The most glaring example of just how much brands and marketing have taken over life-as-we-know it in this country can be seen at mealtimes. The majority of restaurants – be they higher end or simply food-to-go – are chains and to find a continental-style eatery, free of fanfare and façade, is a challenge (i.e. may take a good ten minutes in Central London).
However, when it comes to eating habits, the trend for everything mass-produced may stem from the fact that the English lack a gastronomic identity: food is not as integral to socialising and culture as it is in most other nations around the globe. We borrow cuisine from all over the world and when asked, a Brit may have to think for several seconds when asked what traditional English food consists of. The only thing the English really do well is teatime fare: flapjacks, Lemon Drizzle, Scones, Victoria Sponge and the venerable Trifle. Interestingly, there has yet to emerge any chain tearooms.

Long gone are the days when food was always bought fresh, locally and meals made from scratch ourselves. Walk into any large chain supermarket of your choice and the array of fruit and veg stays constant all year round, the majority of which comes in cellophane wrapping with a sell by date and nutritional breakdown. We feel reassured by these arbitrary numbers and by sight of a well-known name of familiar colour and font on what we are to put in our mouths. Contrast this to Korea where there is a total overhaul of produce from one week to the next when the seasons change, bringing with it a change of both crop and menu.

So used have we grown to consuming only when fed with ready-packaged morsels, that even exercising needs to be done in a designated gym or during a designated exercise class of the latest trend, wearing appropriately branded sportswear. If it doesn’t fall within these parameters, then it is not regarded as “proper” exercise, e.g. walking or cycling everywhere, manual labour, taking the stairs.
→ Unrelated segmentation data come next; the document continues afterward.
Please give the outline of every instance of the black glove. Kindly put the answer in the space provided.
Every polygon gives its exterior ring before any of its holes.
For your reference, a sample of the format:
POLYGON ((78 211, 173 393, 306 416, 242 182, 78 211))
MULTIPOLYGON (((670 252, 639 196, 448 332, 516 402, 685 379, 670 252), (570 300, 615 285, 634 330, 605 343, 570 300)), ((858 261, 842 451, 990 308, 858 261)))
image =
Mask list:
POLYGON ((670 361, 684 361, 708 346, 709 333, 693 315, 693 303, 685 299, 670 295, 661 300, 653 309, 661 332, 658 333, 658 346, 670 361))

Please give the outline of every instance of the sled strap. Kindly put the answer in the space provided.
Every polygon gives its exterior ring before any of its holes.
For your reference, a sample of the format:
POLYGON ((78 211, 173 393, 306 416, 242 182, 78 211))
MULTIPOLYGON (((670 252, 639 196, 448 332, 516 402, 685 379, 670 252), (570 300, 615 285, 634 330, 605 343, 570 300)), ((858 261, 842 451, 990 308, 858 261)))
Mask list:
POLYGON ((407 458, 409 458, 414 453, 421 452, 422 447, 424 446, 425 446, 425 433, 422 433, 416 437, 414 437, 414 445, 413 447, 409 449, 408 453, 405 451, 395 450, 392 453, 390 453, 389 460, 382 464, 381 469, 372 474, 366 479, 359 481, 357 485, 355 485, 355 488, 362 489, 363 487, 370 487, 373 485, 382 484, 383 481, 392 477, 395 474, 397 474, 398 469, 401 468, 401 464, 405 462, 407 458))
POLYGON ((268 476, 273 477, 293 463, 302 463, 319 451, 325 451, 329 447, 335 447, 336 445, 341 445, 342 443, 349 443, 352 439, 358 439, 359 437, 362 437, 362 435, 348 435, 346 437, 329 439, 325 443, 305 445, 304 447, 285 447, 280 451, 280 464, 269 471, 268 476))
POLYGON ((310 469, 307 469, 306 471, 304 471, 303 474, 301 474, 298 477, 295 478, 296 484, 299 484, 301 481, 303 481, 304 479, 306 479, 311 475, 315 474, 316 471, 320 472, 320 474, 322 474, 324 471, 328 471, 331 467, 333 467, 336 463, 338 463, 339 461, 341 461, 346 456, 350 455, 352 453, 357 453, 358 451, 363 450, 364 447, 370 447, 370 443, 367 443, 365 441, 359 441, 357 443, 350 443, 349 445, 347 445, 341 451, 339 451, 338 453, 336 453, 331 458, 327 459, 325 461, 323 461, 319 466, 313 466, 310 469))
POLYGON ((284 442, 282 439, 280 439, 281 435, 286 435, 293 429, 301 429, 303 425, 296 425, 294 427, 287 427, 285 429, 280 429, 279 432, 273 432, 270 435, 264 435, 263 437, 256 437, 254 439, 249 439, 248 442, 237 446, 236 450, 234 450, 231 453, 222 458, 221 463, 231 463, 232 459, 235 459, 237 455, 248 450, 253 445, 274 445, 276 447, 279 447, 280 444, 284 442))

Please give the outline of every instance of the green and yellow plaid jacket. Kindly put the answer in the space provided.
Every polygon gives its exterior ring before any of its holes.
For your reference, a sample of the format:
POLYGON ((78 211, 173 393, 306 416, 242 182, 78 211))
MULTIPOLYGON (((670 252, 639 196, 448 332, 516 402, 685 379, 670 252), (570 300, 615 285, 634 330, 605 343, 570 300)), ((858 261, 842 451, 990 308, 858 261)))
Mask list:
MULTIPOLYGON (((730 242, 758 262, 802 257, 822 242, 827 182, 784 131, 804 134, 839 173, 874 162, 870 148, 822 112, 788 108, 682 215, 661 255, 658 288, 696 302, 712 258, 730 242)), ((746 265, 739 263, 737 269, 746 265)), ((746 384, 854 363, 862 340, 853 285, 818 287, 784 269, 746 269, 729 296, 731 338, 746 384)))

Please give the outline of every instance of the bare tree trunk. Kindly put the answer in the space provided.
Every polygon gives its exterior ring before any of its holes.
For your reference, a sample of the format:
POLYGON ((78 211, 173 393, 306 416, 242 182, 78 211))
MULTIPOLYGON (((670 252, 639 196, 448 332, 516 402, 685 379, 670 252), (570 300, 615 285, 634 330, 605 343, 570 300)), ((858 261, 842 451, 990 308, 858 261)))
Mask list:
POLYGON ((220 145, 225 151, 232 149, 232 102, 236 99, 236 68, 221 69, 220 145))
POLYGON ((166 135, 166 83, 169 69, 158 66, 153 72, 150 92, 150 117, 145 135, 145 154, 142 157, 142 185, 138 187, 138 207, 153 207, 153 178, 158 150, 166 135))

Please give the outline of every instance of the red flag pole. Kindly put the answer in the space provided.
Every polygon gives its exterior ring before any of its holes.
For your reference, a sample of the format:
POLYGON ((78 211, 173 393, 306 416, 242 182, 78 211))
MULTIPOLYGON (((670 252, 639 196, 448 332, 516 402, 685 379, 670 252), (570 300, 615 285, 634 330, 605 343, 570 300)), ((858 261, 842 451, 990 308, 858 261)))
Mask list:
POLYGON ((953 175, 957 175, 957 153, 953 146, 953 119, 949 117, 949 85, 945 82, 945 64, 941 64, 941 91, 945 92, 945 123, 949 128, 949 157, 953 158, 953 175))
The upshot of this marketing manipulation is not necessarily a bad thing. If more boyfriends and husbands end up treating their other halves to home cooked dinners and anyone carrying an extra few loses a stone or two as a result of an adulation for Kate Middleton and the Dukan Diet, so much the better for them and those around them. My only misgiving is that this dependence on marketing may reflect a small-mindedness and lack of initiative at an individual level. Or are we now powerless to overcome the herd-mentality having been drip-fed for the majority of our lives?

The force of a clever marketing machination can potentially be harnessed for tremendous good (see my Corporations With a Conscience post). If the Man can get us spending pounds on superfluous garbage, then maybe he can also persuade us to project pennies to places where it is really needed.